Minimalinvasive Therapie singulärer und multipler Rezessionen
Die dauerhafte Deckung von vestibulären Gingivarezessionen ist spätestens seit den Untersuchungen Millers [Miller, 1985] als vorhersagbare Therapie anerkannt.
Seitdem wurden verschiedenste Operationsmethoden beschrieben, um Gewebe aus der Nachbarschaft der Rezession zu mobilisieren und die freiliegenden Wurzeloberflächen zu decken [Gruppe und Warren, 1956; Cohen und Ross 1968]. Die Techniken wurden zunächst immer invasiver und die Grenzen des Möglichen ausgelotet. Vor allem die zusätzliche Unterfütterung des mobilisierten Gewebes mit freien Bindegewebstransplantaten zeigte dauerhafte Erfolge [Langer und Langer, 1985; Pahle, 1998].
In den letzten Jahren wurden die Operationstechniken dann ständig verfeinert und weniger invasiv [Bruno, 1994; Allen, 1994]. Seit den Arbeiten von Wennström [Wennström, 1996] wurde auch die Erfordernis eines freien Bindegewebstransplantats erneut in Frage gestellt.

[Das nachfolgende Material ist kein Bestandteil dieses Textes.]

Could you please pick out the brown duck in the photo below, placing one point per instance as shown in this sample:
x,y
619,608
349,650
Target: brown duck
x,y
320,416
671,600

Insbesondere deshalb, weil die Untersuchungen von Ainamo und Pini Prato [Ainamo, 1992; Pini Prato 1996] Rückschlüsse ermöglichten, dass die Linea girlandiformis eine genetisch determinierte Übergangslinie von der keratinisierten zur nicht keratinisierten Mundschleimhaut im vestibulären Bereich darstellt und sich mit und ohne bindegewebiger Unterfütterung neu ausbildet. Auf der Grundlage dieser Untersuchungen verzichtet Zuchelli auf die Unterfütterung des mobilisierten Gewebes mit Bindegewebe [Zuchelli, 2000].

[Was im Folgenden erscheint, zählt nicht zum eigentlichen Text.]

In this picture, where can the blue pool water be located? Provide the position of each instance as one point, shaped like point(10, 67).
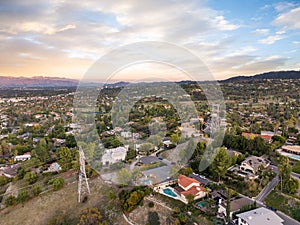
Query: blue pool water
point(147, 182)
point(201, 204)
point(296, 157)
point(168, 191)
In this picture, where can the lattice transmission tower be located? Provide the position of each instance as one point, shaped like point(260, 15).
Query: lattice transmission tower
point(83, 185)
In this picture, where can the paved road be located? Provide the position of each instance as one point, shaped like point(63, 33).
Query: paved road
point(295, 175)
point(267, 189)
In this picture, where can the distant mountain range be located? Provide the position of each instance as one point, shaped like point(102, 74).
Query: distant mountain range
point(268, 75)
point(7, 81)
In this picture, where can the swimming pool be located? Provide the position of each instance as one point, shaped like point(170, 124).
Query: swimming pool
point(169, 192)
point(296, 157)
point(201, 205)
point(147, 182)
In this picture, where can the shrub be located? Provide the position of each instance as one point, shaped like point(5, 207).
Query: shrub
point(11, 200)
point(151, 205)
point(23, 196)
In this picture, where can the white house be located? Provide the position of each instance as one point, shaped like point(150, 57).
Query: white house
point(253, 163)
point(114, 155)
point(23, 157)
point(190, 186)
point(260, 216)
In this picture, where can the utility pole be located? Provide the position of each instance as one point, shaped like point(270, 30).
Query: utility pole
point(83, 185)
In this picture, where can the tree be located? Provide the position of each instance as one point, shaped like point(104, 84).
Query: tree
point(124, 176)
point(221, 163)
point(91, 216)
point(65, 156)
point(292, 186)
point(285, 170)
point(190, 198)
point(155, 140)
point(70, 141)
point(21, 172)
point(30, 177)
point(36, 190)
point(146, 148)
point(23, 196)
point(228, 204)
point(4, 180)
point(41, 150)
point(11, 200)
point(153, 218)
point(174, 138)
point(57, 183)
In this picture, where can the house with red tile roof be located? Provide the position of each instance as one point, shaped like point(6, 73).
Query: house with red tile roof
point(190, 186)
point(266, 137)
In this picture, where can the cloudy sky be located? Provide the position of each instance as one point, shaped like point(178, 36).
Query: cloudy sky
point(64, 38)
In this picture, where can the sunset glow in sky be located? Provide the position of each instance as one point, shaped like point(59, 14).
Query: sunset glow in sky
point(64, 38)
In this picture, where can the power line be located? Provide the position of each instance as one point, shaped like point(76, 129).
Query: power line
point(83, 185)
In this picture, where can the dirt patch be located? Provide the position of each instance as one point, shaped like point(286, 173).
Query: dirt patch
point(140, 214)
point(62, 202)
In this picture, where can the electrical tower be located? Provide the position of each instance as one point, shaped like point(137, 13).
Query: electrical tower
point(83, 185)
point(215, 118)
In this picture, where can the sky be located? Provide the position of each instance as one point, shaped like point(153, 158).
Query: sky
point(64, 38)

Auf der Suche nach einem operativen Äquivalent zwischen der Operationsmethode von Zuchelli [Zuchelli, 2000] und den Methoden mit freiem Bindegewebstransplantat wird deutlich, dass bei beiden Verfahren eine Verlagerung der marginalen Muskel - ansätze durchgeführt wird.
Zuchelli präpariert zu diesem Zweck einen reinen Mukosalappen [Zuchelli, 2000; Zuchelli, 2005] im Bereich der nicht keratinisierten Schleimhaut und dann in einem weiteren Schritt die Muskulatur in apikaler Richtung vom Periost ab. Der Mukosalappen liegt dann direkt auf dem Periost; der Zug der Muskulatur im Alveolen-/Rezessionsbereich wird damit verhindert.

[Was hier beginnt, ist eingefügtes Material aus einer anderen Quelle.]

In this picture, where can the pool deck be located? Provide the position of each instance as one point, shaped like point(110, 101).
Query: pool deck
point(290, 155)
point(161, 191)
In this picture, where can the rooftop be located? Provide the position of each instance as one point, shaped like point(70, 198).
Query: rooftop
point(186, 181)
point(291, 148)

Ein vergleichbares Ergebnis wird durch die Auflagerung von Bindegewebe auf den vestibulären Alveolenanteil, respektive die Rezessionsstelle erreicht. Die Muskulatur liegt dann auf dem Bindegewebe und hat keinen direkten Ansatz mehr im Alveolenbereich.
Fragestellung
Der hier vorgeschlagenen Klassifizierung [Pahle, 1998] der Operationsmethoden zur Rezessionsdeckung haben sich weitere Varianten dazugesellt [Allen, 1994; Bruno, 1994; Zuchelli, 2000]. Die Anzahl der propagierten Techniken macht es dem Praktiker schwer, die richtige auszuwählen. Heute kann eine neu entwickelte Technik vorgestellt werden. Bei geringem Schwellungsrisiko kann das Operationsergebnis direkt nach dem Eingriff beurteilt werden. Diese Methode leitet sich aus vielen zuvor veröffentlichten Operationsmethoden [Raetzke, 1985; Allen, 1994; Zuchelli, 2000] ab und wird von uns als „Sequentielle Pouchtechnik“ bezeichnet, weil auch bei multiplen Rezessionen jede Rezession für sich bewertet und therapiert wird (Abbildungen 1 bis 3). In der vorliegenden Arbeit sollte untersucht werden, ob dass nachstehend beschriebene operative Vorgehen für den universalen Einsatz empfohlen werden kann. Ebenfalls sollte untersucht werden, ob auf zuverlässige Art und Weise bereits präoperativ entschieden werden kann, ob zusätzlich subepitheliales Bindegewebe verwendet werden muss.
Material und Methode
Dem entsprechend wurde vor dem operativen Eingriff festgelegt, ob zusätzlich Bindegewebe verwendet wird. Zu diesem Zweck haben wir die Dicke des Gewebes um die Rezession mit einer Injektionsnadel und einem Endostopper ermittelt. Bei einer Gewebedicke von mehr als zwei mm wurde auf die Unterfütterung des mobilisierten Gewebes mit Bindegewebe verzichtet.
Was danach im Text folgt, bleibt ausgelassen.